2. Alak Suresi’nin 2. ayeti tefsir ve meallerin
çoğunluğunda insanın yaratılışındaki evrelere yorumlanmaktadır. Oysa alak manevi
olarak “sevgi ilgi-alaka” anlamına gelmektedir. Ayetin bağlamı
ve kelimenin yapısı itibariyle “alak” ın insanın embriyolojik yaratılışıyla bir
ilgisi yoktur. İnsanın embriyolojik yaratılışı ile ilgili; Hac 5, Muminun 14,
Mumin 17, Kıyame 37 ayetlerinde “alaka” olarak dişil formda gelir.
İlmi tefsir, Şatıbi, Huli ve Zehebi gibi âlimlerce de
tenkit edilmiştir.
Birçok insan Kur’an’a ilişkin görüş ve iddialarında
haddi aşmış ve bu çerçevede gerek önceki gerek sonraki nesillerin ürettikleri
tabiat ilimleri, matematik mantık, ilm-i huruf vb. bütün bilimleri ona mal
etmişlerdir.

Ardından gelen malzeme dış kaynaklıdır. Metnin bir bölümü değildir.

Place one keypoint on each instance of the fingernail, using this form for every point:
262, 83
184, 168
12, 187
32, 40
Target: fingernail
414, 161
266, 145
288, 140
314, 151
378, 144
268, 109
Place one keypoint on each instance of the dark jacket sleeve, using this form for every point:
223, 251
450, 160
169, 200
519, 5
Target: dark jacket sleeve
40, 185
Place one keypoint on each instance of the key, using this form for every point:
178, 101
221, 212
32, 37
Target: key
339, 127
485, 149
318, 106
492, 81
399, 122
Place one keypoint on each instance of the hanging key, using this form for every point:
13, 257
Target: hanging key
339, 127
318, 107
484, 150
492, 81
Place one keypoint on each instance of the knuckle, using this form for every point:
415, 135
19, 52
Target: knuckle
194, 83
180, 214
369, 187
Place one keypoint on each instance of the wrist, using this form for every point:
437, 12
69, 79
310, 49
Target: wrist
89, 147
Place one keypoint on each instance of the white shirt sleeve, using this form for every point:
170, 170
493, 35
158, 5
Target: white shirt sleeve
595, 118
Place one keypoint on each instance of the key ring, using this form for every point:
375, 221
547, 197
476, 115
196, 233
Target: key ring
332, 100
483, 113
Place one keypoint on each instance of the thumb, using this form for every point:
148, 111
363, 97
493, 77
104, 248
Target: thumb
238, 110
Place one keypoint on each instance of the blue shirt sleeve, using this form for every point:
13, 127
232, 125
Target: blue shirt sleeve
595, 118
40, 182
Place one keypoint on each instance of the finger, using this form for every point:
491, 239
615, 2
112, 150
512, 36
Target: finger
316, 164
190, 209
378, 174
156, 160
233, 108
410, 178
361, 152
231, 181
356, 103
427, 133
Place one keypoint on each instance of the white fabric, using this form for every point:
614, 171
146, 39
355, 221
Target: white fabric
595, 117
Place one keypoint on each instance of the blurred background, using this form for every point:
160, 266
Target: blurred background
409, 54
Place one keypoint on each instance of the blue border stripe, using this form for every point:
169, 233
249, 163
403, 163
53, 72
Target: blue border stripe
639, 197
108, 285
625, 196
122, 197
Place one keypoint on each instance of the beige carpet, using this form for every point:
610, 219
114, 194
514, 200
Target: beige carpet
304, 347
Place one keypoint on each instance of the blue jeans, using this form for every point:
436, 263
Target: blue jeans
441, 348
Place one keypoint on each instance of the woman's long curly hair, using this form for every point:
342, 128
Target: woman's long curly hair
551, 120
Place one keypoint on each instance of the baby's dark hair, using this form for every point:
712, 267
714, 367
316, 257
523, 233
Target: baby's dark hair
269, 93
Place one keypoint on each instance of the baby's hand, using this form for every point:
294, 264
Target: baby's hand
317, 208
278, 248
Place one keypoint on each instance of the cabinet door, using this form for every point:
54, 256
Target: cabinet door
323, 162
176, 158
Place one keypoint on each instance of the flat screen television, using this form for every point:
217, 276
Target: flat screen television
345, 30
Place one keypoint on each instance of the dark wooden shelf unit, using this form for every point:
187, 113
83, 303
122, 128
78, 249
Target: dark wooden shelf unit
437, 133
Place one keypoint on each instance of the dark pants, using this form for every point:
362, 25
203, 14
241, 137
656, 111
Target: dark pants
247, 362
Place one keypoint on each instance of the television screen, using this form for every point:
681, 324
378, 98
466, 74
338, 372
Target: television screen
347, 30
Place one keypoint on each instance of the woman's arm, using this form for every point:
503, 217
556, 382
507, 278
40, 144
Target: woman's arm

Oysa şeriatın ve ilk hitap çevresindeki neslin ümmi oluş gerçeği
nazarı itibara alındığında bu anlayışın sağlıklı olmadığı görülür. Kaldı ki
sahabe, tabiun ve tebei tabiinden oluşan selef âlimleri gerek Kur’an’ı gerekse
Kur’an ilimlerini ve muhtevasını en iyi bilen insanlardı. Hal böyle iken selef
ulemasından herhangi birisinin “Kur’an bütün bilimleri içerir” şeklinde bir
iddiayı savunduğuna dair her hangi bir bilgi bize ulaşmamıştır. Onlar sırf
Kur’an’daki tevhidi deliller, şer’i hüküm ve yükümlülükler, ahiretle ilgili
konularla meşgul olmuşlardır. Eğer onlar Kur’an’ın bütün bilimleri içerdiği
iddiasında bulunmuş ve bu konu üzerinde kafa yormuş olsalardı, kuşkusuz bize
bunun aslını esasını gösterecek bir bilgi malzemesi intikal ederdi. Bu konuda
bize intikal eden bir şey bulunmadığına göre selef uleması Kur’an’ın her türlü
bilgiyi içerdiği iddiasında bulunmamıştır. Bu da göstermektedir ki Kur’an’da
ilmi tefsircilerin iddialarına uygun düşen hiçbir mana ve maksat yoktur. Evet,
Kur’an bir takım bilimler içermektedir; ancak bunlar vahyin indiği dönemdeki
Arapların bildikleri ilimlerdir.[1]
Son dönemde, Kur’an-ı Kerim’de geçen ayet ve
kelimelerin matematiksel değerlerinden yola çıkılarak birtakım olayların
Kur’an’a tasdik ettirilmesidir. Mesela aya çıkılacağının Kur’an’da geçtiğini
ortaya koymak için Kamer Suresi’nden Nas Suresi’nin sonuna kadar 1389 ayet
geçtiğinden hareketle, bu rakamın miladi olarak aya çıkış tarihi olan 1969
tarihine işaret ettiği iddia edilmiştir. Kur’an’ın hayatı tanzim ve inşa için
gönderildiği gerçeği şifrecilikle gölgelenmektedir.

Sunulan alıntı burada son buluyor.